"I refuse to take you for granted," he told the cheering crowd, several of whom were shouting into their own bullhorns. "They keep squeezing and squeezing and squeezing. At some point, you get squeezed to death."
Like those on Frederick Road in Catonsville, postal workers across the country took to the streets Tuesday to protest proposed layoffs and closures, including the shuttering of 41 offices in Maryland and eight in Baltimore. Union officials said they held rallies at every congressional district in the nation.
The jobs of nearly 1,000 workers in Maryland are in jeopardy, officials said.
At the rally, John Kearney, a letter carrier at the Windsor Mill post office, said it was too early to know exactly who would lose their jobs. "A lot of the younger carriers could be in danger," he said.
Thomasine Derricks, president of the American Postal Workers Union in Baltimore, said: "We are under attack."
Nationally, the U.S. Postal Service is considering closing 3,700 offices and laying off more than 120,000 workers to overcome an $8 billion budget shortfall. But union members argue that the Postal Service is fiscally solvent. They say a 2006 congressional mandate to fund pensions 75 years into the future is the drag on the budget, and they want to use that money to retain current jobs.
"We're making money, but it's being diverted to the fund," said Mike Smith, financial secretary for the Metropolitan Baltimore CouncilAFL-CIO.
Postmaster General Patrick Donahoe has asked Congress for legislation to eliminate the requirement that the Postal Service make $5.5 billion annual payments to pre-fund retirement health benefits.
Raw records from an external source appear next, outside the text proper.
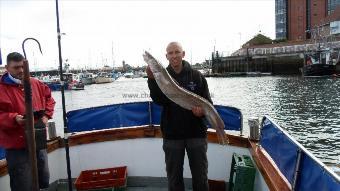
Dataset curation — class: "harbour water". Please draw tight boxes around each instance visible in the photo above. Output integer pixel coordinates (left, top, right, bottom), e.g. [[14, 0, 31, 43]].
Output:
[[53, 76, 340, 166]]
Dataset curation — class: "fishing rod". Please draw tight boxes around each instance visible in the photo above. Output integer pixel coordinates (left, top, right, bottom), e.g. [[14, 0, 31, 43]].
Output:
[[22, 38, 42, 191], [55, 0, 72, 191]]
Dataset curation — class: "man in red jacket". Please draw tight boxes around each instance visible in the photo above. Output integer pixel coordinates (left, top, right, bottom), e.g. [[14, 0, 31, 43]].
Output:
[[0, 52, 55, 191]]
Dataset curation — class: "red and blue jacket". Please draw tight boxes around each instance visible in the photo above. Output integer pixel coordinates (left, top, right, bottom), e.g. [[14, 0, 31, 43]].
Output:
[[0, 73, 55, 149]]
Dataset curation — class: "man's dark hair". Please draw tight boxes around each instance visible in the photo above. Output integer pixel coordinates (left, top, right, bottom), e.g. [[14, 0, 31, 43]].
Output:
[[7, 52, 25, 65]]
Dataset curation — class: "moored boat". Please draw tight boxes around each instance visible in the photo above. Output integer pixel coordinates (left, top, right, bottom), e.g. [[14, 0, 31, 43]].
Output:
[[94, 72, 113, 84]]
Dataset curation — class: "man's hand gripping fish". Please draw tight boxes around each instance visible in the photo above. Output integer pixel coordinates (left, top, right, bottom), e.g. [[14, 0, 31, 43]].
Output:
[[143, 51, 229, 144]]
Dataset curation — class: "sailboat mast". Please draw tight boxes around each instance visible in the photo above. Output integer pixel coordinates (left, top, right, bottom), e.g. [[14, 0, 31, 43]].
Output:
[[55, 0, 72, 191]]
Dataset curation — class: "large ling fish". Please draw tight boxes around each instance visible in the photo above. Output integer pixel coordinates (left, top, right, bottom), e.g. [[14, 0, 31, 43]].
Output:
[[143, 51, 229, 144]]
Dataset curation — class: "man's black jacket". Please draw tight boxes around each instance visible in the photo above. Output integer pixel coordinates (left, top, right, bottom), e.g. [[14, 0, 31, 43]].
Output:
[[148, 61, 212, 139]]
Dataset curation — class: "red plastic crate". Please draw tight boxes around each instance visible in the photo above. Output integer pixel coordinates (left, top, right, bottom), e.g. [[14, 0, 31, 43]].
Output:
[[75, 166, 127, 190]]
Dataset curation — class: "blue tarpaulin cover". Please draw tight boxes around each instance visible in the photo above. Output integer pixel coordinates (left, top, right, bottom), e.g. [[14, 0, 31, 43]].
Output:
[[0, 148, 5, 160], [67, 102, 242, 132], [260, 117, 340, 191]]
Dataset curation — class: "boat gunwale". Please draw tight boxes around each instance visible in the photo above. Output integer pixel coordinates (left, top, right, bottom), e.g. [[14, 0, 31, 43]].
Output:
[[263, 115, 340, 182], [0, 126, 291, 191]]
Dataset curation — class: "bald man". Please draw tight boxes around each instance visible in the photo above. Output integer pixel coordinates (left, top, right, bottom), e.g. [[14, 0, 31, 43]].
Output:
[[147, 42, 212, 191]]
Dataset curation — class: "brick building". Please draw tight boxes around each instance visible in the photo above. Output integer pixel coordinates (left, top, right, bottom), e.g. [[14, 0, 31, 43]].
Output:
[[275, 0, 340, 41]]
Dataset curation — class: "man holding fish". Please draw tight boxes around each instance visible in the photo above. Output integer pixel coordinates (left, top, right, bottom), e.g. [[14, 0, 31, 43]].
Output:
[[144, 42, 212, 191]]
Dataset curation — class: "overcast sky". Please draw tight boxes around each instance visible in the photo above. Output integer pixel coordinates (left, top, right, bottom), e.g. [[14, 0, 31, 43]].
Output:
[[0, 0, 275, 70]]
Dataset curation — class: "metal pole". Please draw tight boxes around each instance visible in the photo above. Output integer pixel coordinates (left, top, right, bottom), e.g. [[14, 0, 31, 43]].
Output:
[[55, 0, 72, 191], [292, 148, 302, 191], [22, 38, 41, 191]]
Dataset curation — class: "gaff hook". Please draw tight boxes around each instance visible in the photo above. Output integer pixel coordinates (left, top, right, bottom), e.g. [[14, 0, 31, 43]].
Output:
[[22, 38, 42, 59]]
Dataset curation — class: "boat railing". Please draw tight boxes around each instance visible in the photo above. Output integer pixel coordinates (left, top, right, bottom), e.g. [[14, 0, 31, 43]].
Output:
[[260, 116, 340, 191]]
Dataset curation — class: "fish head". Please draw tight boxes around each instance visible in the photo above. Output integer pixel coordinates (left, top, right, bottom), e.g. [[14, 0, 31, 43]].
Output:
[[143, 51, 165, 76]]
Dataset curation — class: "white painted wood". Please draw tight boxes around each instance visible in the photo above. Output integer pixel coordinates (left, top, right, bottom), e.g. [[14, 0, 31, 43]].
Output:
[[0, 138, 269, 191]]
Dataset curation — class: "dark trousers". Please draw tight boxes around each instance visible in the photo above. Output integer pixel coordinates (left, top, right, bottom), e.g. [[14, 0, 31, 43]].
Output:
[[163, 138, 209, 191], [6, 149, 50, 191]]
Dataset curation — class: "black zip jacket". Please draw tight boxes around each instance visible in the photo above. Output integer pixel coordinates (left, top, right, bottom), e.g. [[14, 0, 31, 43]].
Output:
[[148, 61, 212, 139]]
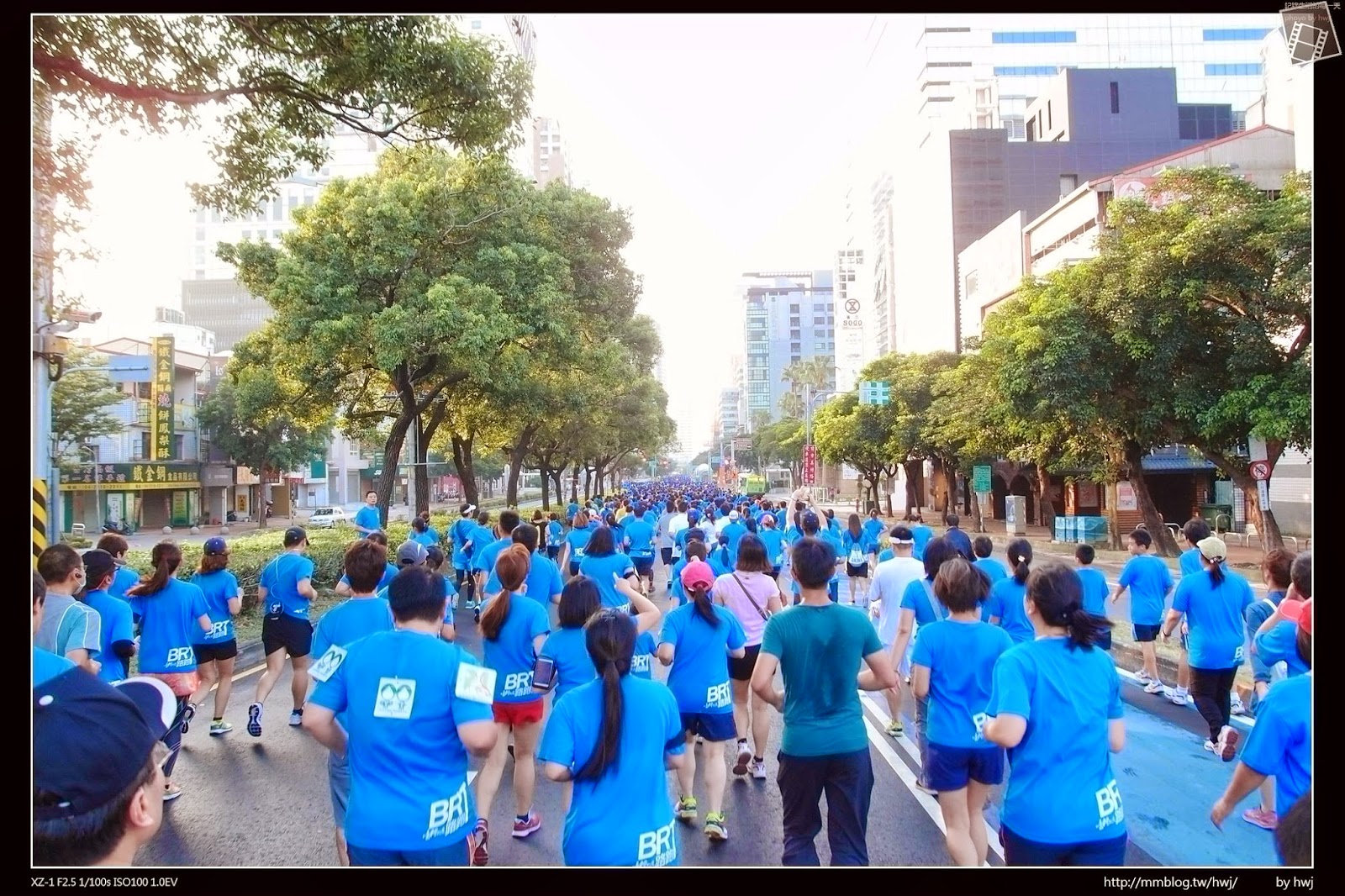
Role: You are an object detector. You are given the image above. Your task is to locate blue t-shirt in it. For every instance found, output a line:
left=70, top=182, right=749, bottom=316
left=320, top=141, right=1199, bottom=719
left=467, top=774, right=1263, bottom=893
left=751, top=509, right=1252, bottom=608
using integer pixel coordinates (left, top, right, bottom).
left=108, top=567, right=140, bottom=600
left=580, top=554, right=635, bottom=608
left=1239, top=672, right=1313, bottom=813
left=912, top=619, right=1013, bottom=750
left=973, top=557, right=1009, bottom=585
left=354, top=504, right=383, bottom=530
left=986, top=577, right=1036, bottom=645
left=1173, top=571, right=1256, bottom=670
left=482, top=594, right=551, bottom=704
left=1074, top=567, right=1110, bottom=616
left=191, top=569, right=238, bottom=645
left=540, top=628, right=597, bottom=706
left=659, top=603, right=746, bottom=716
left=986, top=638, right=1126, bottom=844
left=536, top=676, right=684, bottom=867
left=82, top=591, right=136, bottom=685
left=623, top=517, right=654, bottom=560
left=1121, top=554, right=1173, bottom=625
left=32, top=647, right=76, bottom=683
left=260, top=551, right=314, bottom=619
left=309, top=631, right=493, bottom=851
left=1253, top=619, right=1310, bottom=677
left=130, top=578, right=208, bottom=674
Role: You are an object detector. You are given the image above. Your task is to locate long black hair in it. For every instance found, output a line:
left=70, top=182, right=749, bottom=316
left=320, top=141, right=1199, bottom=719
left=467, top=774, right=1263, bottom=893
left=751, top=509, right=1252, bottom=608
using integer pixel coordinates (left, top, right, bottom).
left=1009, top=562, right=1111, bottom=650
left=574, top=609, right=635, bottom=780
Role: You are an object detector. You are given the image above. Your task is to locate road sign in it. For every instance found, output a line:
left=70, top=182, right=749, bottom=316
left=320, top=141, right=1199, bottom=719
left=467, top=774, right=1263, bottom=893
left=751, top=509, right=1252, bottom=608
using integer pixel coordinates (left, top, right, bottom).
left=971, top=466, right=990, bottom=493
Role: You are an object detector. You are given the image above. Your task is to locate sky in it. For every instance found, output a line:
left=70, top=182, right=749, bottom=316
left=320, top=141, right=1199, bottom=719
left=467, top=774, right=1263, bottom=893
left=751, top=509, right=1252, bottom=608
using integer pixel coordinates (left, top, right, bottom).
left=52, top=15, right=915, bottom=452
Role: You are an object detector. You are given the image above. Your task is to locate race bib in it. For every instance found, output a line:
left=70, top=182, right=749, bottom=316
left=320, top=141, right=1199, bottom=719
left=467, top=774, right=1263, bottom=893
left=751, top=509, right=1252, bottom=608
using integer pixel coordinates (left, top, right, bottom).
left=374, top=678, right=415, bottom=719
left=308, top=645, right=345, bottom=681
left=453, top=663, right=495, bottom=704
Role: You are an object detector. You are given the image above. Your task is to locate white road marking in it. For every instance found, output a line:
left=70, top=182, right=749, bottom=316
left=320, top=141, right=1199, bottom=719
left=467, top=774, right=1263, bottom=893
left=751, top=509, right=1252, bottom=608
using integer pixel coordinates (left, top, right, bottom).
left=859, top=692, right=1005, bottom=867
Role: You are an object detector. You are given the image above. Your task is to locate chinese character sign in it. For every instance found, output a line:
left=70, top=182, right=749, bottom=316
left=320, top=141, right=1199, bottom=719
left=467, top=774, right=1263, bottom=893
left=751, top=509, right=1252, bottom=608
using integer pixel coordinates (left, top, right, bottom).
left=150, top=336, right=173, bottom=460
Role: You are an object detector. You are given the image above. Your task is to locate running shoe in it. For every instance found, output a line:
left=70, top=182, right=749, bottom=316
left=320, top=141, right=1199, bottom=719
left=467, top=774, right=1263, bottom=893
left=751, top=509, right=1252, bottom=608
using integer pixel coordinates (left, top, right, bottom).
left=1215, top=725, right=1239, bottom=763
left=514, top=809, right=542, bottom=838
left=1242, top=806, right=1279, bottom=830
left=733, top=740, right=752, bottom=775
left=472, top=818, right=491, bottom=867
left=704, top=813, right=729, bottom=841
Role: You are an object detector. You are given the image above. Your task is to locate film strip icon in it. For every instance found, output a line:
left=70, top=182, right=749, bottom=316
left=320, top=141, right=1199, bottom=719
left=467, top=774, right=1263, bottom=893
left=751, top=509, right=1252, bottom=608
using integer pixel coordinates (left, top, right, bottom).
left=1289, top=22, right=1330, bottom=63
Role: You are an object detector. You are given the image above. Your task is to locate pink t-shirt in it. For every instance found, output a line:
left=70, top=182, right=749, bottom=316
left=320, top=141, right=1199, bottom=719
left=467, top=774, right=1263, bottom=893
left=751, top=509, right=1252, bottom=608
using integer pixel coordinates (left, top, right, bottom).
left=710, top=572, right=780, bottom=647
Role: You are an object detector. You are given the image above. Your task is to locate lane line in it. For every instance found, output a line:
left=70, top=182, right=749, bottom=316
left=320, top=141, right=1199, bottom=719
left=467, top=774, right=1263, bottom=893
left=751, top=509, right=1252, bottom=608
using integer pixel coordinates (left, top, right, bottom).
left=863, top=694, right=1005, bottom=867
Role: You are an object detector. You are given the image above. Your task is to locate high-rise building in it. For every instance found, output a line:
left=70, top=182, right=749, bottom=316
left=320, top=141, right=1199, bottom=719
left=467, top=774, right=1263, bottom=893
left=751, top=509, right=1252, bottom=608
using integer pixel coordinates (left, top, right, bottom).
left=742, top=271, right=836, bottom=419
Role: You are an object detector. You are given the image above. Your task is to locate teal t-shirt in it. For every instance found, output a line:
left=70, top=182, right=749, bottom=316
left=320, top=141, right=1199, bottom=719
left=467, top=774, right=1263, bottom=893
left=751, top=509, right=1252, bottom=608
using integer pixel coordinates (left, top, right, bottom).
left=762, top=604, right=883, bottom=756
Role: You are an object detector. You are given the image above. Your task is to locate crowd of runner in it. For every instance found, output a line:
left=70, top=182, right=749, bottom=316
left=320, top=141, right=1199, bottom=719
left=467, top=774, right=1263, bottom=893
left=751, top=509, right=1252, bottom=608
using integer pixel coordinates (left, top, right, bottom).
left=32, top=477, right=1313, bottom=867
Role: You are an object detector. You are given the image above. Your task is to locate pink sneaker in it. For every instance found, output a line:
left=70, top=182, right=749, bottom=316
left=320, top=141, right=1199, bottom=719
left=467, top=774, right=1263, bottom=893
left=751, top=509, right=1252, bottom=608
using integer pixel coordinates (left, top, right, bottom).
left=1242, top=806, right=1279, bottom=830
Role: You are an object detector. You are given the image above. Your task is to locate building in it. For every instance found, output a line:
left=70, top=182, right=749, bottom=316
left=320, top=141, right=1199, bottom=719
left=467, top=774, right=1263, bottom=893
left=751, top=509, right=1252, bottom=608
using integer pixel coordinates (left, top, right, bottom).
left=742, top=271, right=836, bottom=419
left=894, top=69, right=1232, bottom=351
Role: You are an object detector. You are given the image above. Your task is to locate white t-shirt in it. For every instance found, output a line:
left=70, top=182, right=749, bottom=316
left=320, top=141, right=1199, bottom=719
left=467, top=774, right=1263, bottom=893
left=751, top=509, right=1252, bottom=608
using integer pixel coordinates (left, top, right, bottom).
left=869, top=557, right=924, bottom=647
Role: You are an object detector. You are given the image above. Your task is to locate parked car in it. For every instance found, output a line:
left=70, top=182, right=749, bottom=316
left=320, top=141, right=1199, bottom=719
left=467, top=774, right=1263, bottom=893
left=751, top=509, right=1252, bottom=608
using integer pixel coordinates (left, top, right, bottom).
left=308, top=507, right=351, bottom=529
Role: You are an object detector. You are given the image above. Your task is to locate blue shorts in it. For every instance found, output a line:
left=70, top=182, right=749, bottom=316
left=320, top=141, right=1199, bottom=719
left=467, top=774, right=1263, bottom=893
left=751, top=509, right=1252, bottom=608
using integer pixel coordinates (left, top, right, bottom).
left=924, top=741, right=1005, bottom=793
left=682, top=710, right=738, bottom=741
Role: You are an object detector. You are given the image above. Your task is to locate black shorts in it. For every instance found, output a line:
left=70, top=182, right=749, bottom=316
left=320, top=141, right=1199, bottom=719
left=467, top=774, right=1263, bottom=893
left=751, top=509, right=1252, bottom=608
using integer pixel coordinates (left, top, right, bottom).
left=261, top=614, right=314, bottom=659
left=193, top=638, right=238, bottom=666
left=729, top=645, right=762, bottom=681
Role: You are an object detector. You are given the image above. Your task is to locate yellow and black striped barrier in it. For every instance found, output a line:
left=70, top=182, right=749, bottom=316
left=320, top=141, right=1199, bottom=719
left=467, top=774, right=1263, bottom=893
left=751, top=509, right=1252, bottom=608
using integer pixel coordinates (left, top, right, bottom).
left=32, top=479, right=47, bottom=569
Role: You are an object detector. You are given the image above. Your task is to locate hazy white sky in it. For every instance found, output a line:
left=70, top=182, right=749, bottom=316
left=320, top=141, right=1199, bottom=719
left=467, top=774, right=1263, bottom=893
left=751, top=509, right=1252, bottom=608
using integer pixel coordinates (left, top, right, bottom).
left=52, top=15, right=905, bottom=451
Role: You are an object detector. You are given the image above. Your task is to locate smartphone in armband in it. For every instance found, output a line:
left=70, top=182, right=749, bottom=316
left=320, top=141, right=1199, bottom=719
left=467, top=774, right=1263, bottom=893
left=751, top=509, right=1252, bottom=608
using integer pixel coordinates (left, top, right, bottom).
left=533, top=656, right=556, bottom=693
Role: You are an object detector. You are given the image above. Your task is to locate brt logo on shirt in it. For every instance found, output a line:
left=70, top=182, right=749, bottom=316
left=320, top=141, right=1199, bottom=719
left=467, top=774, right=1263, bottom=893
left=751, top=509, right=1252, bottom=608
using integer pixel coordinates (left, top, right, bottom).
left=425, top=780, right=471, bottom=840
left=500, top=672, right=533, bottom=697
left=635, top=820, right=677, bottom=867
left=704, top=683, right=733, bottom=709
left=164, top=647, right=197, bottom=668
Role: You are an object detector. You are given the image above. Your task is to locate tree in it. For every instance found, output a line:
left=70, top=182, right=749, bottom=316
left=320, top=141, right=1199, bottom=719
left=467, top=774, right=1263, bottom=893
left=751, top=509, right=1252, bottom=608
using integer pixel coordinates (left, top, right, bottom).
left=51, top=341, right=128, bottom=466
left=197, top=335, right=335, bottom=526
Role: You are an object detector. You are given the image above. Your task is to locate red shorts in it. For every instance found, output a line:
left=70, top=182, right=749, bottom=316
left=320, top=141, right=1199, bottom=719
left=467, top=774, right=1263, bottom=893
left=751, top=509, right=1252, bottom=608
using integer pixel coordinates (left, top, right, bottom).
left=491, top=697, right=543, bottom=728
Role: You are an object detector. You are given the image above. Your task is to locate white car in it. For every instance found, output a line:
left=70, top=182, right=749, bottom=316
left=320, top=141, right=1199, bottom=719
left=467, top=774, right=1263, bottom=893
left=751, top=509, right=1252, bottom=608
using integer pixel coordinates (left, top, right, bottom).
left=308, top=507, right=350, bottom=529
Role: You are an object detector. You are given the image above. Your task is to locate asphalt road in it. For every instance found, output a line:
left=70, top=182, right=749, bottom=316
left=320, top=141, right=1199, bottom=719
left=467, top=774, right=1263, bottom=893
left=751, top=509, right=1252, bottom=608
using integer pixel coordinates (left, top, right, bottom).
left=136, top=554, right=1275, bottom=867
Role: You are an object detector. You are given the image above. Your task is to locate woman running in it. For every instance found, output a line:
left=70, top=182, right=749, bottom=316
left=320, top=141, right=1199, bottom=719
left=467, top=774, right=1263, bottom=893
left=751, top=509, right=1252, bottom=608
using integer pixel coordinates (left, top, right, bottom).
left=126, top=540, right=211, bottom=800
left=472, top=544, right=550, bottom=865
left=659, top=561, right=746, bottom=840
left=538, top=598, right=686, bottom=867
left=713, top=535, right=784, bottom=780
left=910, top=557, right=1013, bottom=867
left=182, top=538, right=244, bottom=737
left=982, top=567, right=1127, bottom=865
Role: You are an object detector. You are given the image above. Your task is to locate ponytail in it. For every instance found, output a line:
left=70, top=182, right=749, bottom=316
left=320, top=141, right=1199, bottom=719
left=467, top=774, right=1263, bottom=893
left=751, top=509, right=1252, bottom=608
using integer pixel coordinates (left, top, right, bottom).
left=126, top=540, right=182, bottom=598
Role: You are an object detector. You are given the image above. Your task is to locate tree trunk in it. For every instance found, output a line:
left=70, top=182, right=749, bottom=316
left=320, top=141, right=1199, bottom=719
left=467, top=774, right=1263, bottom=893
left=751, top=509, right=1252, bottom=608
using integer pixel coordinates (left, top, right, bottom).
left=452, top=433, right=482, bottom=504
left=1126, top=439, right=1181, bottom=557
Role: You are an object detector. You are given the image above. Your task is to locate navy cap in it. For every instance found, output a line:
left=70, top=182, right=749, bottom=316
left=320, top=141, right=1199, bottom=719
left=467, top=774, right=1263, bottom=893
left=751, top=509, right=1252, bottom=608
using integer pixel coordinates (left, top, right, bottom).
left=32, top=667, right=177, bottom=820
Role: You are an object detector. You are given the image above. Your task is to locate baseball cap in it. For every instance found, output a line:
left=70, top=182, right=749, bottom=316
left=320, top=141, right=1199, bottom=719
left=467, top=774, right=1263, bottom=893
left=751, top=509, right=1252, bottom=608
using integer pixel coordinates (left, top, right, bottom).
left=32, top=668, right=177, bottom=820
left=682, top=560, right=715, bottom=588
left=1279, top=598, right=1313, bottom=635
left=1195, top=535, right=1228, bottom=560
left=397, top=540, right=429, bottom=567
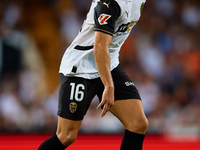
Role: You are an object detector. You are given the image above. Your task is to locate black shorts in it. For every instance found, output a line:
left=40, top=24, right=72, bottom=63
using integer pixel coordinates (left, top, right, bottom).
left=58, top=65, right=141, bottom=120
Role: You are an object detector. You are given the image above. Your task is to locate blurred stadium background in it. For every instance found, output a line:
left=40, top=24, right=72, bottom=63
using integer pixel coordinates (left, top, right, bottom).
left=0, top=0, right=200, bottom=136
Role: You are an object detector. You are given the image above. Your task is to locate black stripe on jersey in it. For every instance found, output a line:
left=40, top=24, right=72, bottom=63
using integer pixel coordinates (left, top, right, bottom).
left=74, top=45, right=94, bottom=51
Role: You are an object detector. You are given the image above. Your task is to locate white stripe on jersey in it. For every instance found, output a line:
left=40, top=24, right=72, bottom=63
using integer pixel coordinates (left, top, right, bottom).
left=59, top=0, right=146, bottom=79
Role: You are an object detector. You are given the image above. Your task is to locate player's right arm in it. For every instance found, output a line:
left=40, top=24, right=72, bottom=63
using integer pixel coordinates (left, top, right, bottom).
left=94, top=31, right=114, bottom=117
left=94, top=0, right=121, bottom=117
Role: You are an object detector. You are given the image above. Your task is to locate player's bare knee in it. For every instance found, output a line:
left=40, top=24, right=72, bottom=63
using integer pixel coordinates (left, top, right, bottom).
left=57, top=133, right=77, bottom=146
left=125, top=117, right=149, bottom=134
left=64, top=135, right=77, bottom=145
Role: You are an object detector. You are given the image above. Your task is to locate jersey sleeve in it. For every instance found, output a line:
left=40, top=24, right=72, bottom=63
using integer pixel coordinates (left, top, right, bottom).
left=94, top=0, right=121, bottom=36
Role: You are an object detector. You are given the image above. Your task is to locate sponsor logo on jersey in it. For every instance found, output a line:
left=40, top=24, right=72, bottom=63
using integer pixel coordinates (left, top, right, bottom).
left=115, top=21, right=137, bottom=35
left=125, top=81, right=135, bottom=86
left=69, top=102, right=78, bottom=114
left=98, top=14, right=111, bottom=25
left=103, top=2, right=110, bottom=8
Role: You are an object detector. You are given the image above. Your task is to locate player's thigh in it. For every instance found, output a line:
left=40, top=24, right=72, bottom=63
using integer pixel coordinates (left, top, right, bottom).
left=110, top=99, right=148, bottom=134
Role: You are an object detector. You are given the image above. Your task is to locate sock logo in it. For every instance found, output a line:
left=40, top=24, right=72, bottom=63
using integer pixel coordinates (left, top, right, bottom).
left=98, top=14, right=111, bottom=25
left=69, top=102, right=78, bottom=114
left=125, top=81, right=135, bottom=86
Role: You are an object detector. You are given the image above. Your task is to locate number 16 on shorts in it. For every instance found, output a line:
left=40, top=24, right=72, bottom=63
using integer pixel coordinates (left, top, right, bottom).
left=70, top=82, right=85, bottom=102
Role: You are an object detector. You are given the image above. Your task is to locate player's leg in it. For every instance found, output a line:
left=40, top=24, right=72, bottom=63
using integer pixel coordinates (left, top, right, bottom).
left=38, top=117, right=82, bottom=150
left=111, top=99, right=148, bottom=150
left=56, top=117, right=82, bottom=147
left=38, top=74, right=95, bottom=150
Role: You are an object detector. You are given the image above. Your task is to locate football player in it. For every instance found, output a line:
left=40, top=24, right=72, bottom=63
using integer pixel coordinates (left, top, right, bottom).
left=38, top=0, right=148, bottom=150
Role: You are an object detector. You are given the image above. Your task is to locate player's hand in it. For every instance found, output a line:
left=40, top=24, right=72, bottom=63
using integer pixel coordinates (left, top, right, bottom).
left=97, top=87, right=114, bottom=117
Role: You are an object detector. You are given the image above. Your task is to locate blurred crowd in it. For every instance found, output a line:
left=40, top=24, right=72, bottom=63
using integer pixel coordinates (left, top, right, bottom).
left=0, top=0, right=200, bottom=135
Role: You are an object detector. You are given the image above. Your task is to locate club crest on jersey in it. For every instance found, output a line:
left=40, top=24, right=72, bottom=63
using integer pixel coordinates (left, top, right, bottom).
left=98, top=14, right=111, bottom=25
left=69, top=102, right=78, bottom=114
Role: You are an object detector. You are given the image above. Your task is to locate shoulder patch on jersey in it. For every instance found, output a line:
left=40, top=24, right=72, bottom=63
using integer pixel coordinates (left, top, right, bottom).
left=98, top=14, right=111, bottom=25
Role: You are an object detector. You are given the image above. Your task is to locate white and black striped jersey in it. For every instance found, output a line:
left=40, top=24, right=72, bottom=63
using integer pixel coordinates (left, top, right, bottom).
left=59, top=0, right=146, bottom=79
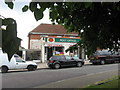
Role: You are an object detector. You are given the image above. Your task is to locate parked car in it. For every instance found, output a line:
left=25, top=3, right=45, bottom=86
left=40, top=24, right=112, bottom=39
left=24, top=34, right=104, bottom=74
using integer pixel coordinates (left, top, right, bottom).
left=89, top=50, right=120, bottom=65
left=0, top=53, right=37, bottom=73
left=47, top=55, right=84, bottom=69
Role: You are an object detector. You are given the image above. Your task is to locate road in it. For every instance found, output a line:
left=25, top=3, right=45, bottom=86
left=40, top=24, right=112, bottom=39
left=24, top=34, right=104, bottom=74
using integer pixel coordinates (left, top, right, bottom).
left=2, top=64, right=118, bottom=88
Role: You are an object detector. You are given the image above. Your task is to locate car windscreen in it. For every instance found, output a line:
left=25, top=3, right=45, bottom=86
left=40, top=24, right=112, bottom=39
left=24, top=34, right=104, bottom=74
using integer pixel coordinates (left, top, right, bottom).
left=72, top=57, right=79, bottom=60
left=95, top=50, right=111, bottom=55
left=50, top=55, right=65, bottom=60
He said such a bill could prevent the large-scale layoffs currently proposed.
Cummings is one of more than 200 co-sponsors of legislation to allow the U.S. Postal Service to do just that. He has also proposed his own bill, which he said would allow the postal service to enter into new business, such as check cashing.
While acknowledging the need for "some downsizing," Cummings told protesters Tuesday, "I do not want a single employee to be laid off."
That caused the crowd to break into chants: "Rain or shine! Sleet or snow! Postal workers are on the go!"
"The right thing is jobs, creating jobs and saving jobs," Sarbanes said. He added that the funding of future pensions "doesn't make any kind of sense."
"It's an unfair burden placed on them," he said of the mandate on the postal service. "Basically, it's an organization that is working pretty well."
In the past four fiscal years, the Postal Service has reduced costs by more than $12 billion and its workforce by 110,000 employees, Donahoe said in a statement. "As impressive as these reductions have been, we must significantly accelerate the pace of cost reduction in the next four years," said Donahoe.